Boeing has sensibly started again, though there are places where the old regime hangs on. Drill down to the Surplus Sales area, within Shared Services, and you will find lists of forklift trucks and X-ray machines that you can buy, but on pages with no connection to the rest of the site. The country sites are still uncoordinated and limited – the group continues to come across as a US company with a few foreign bits, rather than an international operator. But overall the site is a million times better, with good conventional navigation, a clean look – all the things a strong corporate site should have. Except it has much more, which is why it is so intriguing.
Work before brand or brochure
The Surplus Sales area (www.boeing.com/surplus) is a clue. Here is a page that says ‘What do you want to buy today? The chances are we have it!’. This may well be true if you are looking for second-hand machine tools, as well as some oddities like a complete set of gym equipment – lots are for sale by auction.
Why is this special? Because it shows that Boeing sees its website first and foremost as a working tool, rather than a brand-builder or glorified brochure. The company is not unique in doing this – especially among American groups. Where it may be unique (dangerous to say, though I don’t know any others that do the same) is in the extent to which it uses the public site to communicate with employees and former employees. An Employee/Retiree link on every page leads to a section that includes areas such as Benefits & Compensation, Employee Assistance Program and Recreation Clubs. While some of the pages are password-protected, many are not – which is why I have been reading about the Parapsychology Club in Seattle (meets third Monday of the month) and the Toastmasters Club in Wichita (every Wednesday).

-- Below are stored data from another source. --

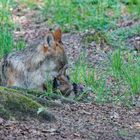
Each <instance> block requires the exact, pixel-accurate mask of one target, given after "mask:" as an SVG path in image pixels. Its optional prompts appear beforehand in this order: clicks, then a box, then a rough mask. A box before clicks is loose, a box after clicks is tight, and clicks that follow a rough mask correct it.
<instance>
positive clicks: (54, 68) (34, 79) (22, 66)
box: [0, 28, 71, 91]
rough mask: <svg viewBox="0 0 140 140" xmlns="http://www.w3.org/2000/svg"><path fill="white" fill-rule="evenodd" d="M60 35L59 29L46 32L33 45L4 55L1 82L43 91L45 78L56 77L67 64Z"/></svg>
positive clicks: (47, 78) (61, 34)
mask: <svg viewBox="0 0 140 140" xmlns="http://www.w3.org/2000/svg"><path fill="white" fill-rule="evenodd" d="M61 37H62V32H61V30H60V29H59V28H58V29H56V30H55V31H54V32H51V31H49V32H48V33H47V34H46V36H45V37H44V39H43V41H40V43H38V44H37V45H35V46H32V47H27V48H26V49H25V50H22V51H17V52H12V53H10V54H8V55H7V56H5V57H4V58H3V59H2V60H1V66H0V76H1V77H0V79H1V80H0V81H1V84H2V85H5V86H9V87H20V88H25V89H39V90H41V91H42V90H44V89H45V86H44V85H45V83H46V81H47V80H49V79H53V77H55V76H57V74H58V73H59V71H60V70H61V69H62V68H63V67H64V66H65V65H67V63H68V62H67V57H66V53H65V50H64V45H63V43H62V40H61ZM70 88H71V87H70Z"/></svg>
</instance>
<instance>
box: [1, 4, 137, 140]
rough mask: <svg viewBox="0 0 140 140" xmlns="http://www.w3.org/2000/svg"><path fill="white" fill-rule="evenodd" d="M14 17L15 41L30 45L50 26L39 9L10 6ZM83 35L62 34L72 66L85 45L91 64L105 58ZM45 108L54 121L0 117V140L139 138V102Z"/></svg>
mask: <svg viewBox="0 0 140 140" xmlns="http://www.w3.org/2000/svg"><path fill="white" fill-rule="evenodd" d="M13 18H14V21H15V23H16V24H19V25H21V28H17V29H16V31H15V32H14V36H15V41H16V40H19V39H20V38H24V40H25V41H26V43H27V44H28V45H30V44H32V42H34V41H37V40H38V39H40V38H41V37H42V36H43V35H44V34H45V33H46V31H48V30H49V28H48V25H47V24H46V22H45V21H44V19H43V18H42V17H41V15H40V16H39V12H38V11H35V10H30V9H26V10H25V9H22V8H20V7H18V8H17V9H14V10H13ZM38 18H40V19H38ZM130 26H131V25H130ZM52 28H53V26H52ZM82 36H83V33H67V34H64V35H63V42H64V44H65V47H66V52H67V55H68V59H69V63H70V65H71V66H72V65H73V63H74V62H75V61H76V59H77V58H78V56H79V54H80V52H82V51H84V50H85V49H86V50H87V53H88V56H89V58H88V59H89V60H88V61H89V62H91V64H92V65H93V66H96V65H98V64H102V63H103V62H104V61H105V60H107V54H106V51H104V50H101V49H100V47H99V46H98V45H97V44H94V43H91V44H90V46H92V47H89V48H85V46H84V44H82V43H81V42H82ZM97 48H98V49H97ZM95 49H96V52H95ZM107 51H110V50H109V49H107ZM48 109H49V110H50V111H51V112H52V113H53V114H54V115H55V116H56V119H57V121H56V122H52V123H50V122H39V121H38V120H34V119H31V118H25V120H24V121H6V120H4V119H2V118H0V140H19V139H20V140H24V139H25V140H26V139H30V140H140V107H139V106H137V107H132V108H131V109H130V108H129V109H128V108H126V107H124V106H122V105H113V104H106V105H100V104H95V103H92V104H91V103H78V104H72V105H69V104H64V105H63V107H52V108H48Z"/></svg>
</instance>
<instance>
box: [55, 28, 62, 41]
mask: <svg viewBox="0 0 140 140" xmlns="http://www.w3.org/2000/svg"><path fill="white" fill-rule="evenodd" d="M61 38H62V31H61V29H60V28H57V29H56V30H55V31H54V39H55V40H56V41H58V42H61Z"/></svg>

This is information that would normally be found on the intranet, so why is it here in the open? The answer, I suspect, is why not? There will be times when staff will want to check things out from their homes. Anyway, what is the problem with making it openly available? It could even (though I doubt this was an intention) make Boeing seem like a better place for would-be employees.

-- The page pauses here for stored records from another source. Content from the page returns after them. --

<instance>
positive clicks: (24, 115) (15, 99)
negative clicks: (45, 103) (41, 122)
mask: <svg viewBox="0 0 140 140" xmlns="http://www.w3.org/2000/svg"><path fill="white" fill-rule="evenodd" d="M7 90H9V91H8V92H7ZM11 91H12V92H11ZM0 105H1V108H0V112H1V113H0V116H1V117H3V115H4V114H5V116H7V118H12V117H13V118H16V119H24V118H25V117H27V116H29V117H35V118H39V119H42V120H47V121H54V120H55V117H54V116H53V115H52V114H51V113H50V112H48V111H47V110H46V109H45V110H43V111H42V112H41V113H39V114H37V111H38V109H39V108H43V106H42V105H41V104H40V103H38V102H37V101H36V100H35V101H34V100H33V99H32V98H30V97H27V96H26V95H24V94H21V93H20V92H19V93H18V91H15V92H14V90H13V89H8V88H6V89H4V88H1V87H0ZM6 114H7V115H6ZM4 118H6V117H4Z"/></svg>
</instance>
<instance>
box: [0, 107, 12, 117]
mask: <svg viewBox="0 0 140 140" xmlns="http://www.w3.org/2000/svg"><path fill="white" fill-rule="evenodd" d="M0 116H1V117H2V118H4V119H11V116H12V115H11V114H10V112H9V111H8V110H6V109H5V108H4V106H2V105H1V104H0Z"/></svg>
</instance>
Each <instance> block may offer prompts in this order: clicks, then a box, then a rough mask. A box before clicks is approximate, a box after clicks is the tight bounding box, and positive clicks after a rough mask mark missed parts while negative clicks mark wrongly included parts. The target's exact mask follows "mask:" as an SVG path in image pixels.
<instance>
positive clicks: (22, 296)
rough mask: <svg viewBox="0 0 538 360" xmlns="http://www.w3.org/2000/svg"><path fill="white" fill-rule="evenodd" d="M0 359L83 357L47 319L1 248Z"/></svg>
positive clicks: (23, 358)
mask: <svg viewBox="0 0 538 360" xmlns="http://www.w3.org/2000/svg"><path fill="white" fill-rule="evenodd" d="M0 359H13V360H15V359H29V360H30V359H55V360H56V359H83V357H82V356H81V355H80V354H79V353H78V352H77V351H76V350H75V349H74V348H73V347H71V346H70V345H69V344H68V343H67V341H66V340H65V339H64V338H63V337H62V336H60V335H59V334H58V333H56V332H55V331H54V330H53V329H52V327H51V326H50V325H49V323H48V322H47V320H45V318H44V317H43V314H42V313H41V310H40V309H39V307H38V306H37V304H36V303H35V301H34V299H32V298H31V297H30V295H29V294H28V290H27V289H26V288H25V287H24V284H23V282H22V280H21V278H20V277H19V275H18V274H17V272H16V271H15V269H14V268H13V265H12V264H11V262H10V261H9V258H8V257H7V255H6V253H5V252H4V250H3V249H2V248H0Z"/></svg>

Practicality ahead of image
The same might be true of the Employee Assistance Program section, which is headed “Sometimes, life can be overwhelming. The good news is, you’re not alone…”. Here, you can read about Boeing’s counselling services and find phone numbers to book an appointment. Sensible, but I can imagine the debates before it was published: ‘We can’t imply that you might have a nervous breakdown if you work for us; what sort of message would that give off?’.
Real proof that Boeing has decided that practicality should be put ahead of image comes in the Career Transition Resources section. This is largely for people who have been laid off by Boeing – which explains why it cannot be on the intranet. You will find phone numbers and links to employment agencies, job boards and even competitors’ vacancy lists. One link leads to a site (www.reachingout-washington.com) that describes itself as Information & Resources for Laid-off Employees in the Boeing Company in Washington State. While ‘Career Transition Resources’ may be a bit of a euphemism there’s no doubting what this one is about.

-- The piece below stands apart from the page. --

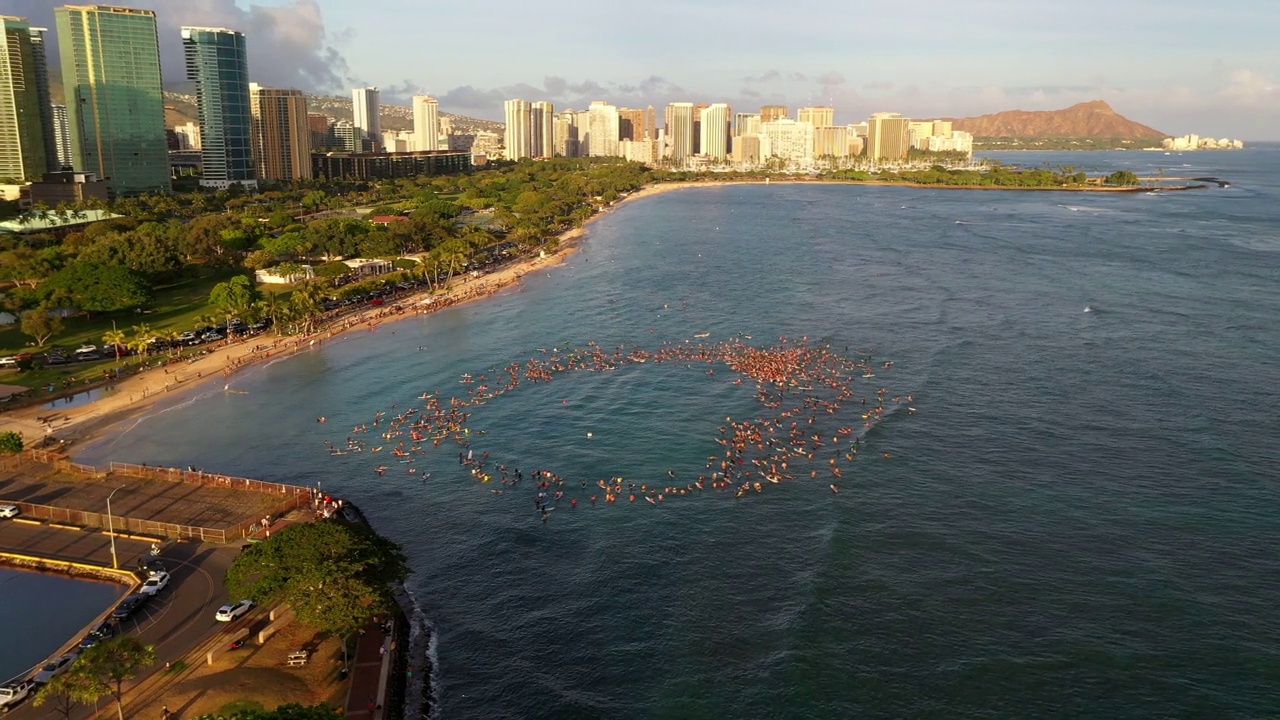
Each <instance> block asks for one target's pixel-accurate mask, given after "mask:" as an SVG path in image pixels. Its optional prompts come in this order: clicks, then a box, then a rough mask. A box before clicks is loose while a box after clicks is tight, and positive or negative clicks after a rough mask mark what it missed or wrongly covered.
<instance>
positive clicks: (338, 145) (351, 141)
mask: <svg viewBox="0 0 1280 720" xmlns="http://www.w3.org/2000/svg"><path fill="white" fill-rule="evenodd" d="M325 146H326V147H338V149H340V150H342V151H343V152H355V151H356V150H357V149H358V147H360V138H358V136H357V132H356V126H353V124H352V123H351V122H349V120H337V122H335V123H333V124H332V126H329V136H328V138H326V142H325Z"/></svg>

Nerve but the Challenge is missing
It all shows great nerve, and makes great sense. Intranets and public internet sites are increasingly being put under the same management, which will look to share resources between them – and what better way to share than by piling as much as possible on the public site? Use password protection where necessary, but the default position should be: keep it open.
It is a shame Boeing does not have the same attitude in its Ethics section, also linked from every page. This is full of formal Code of Conduct type material, but there is no acknowledgment of the specific (and very hot) water the group has got itself into nor, sadly, of the excellent Ethics Challenge that used to adorn it.
This was an interactive test where you were put in compromising situations and asked to choose how you would react. For example, you go to a supplier’s party, and miraculously you and your colleagues win all the raffle prizes. What do you?
Maybe this turned out to be openness too far. Let’s hope the same does not happen to the other refreshingly transparent parts of the site.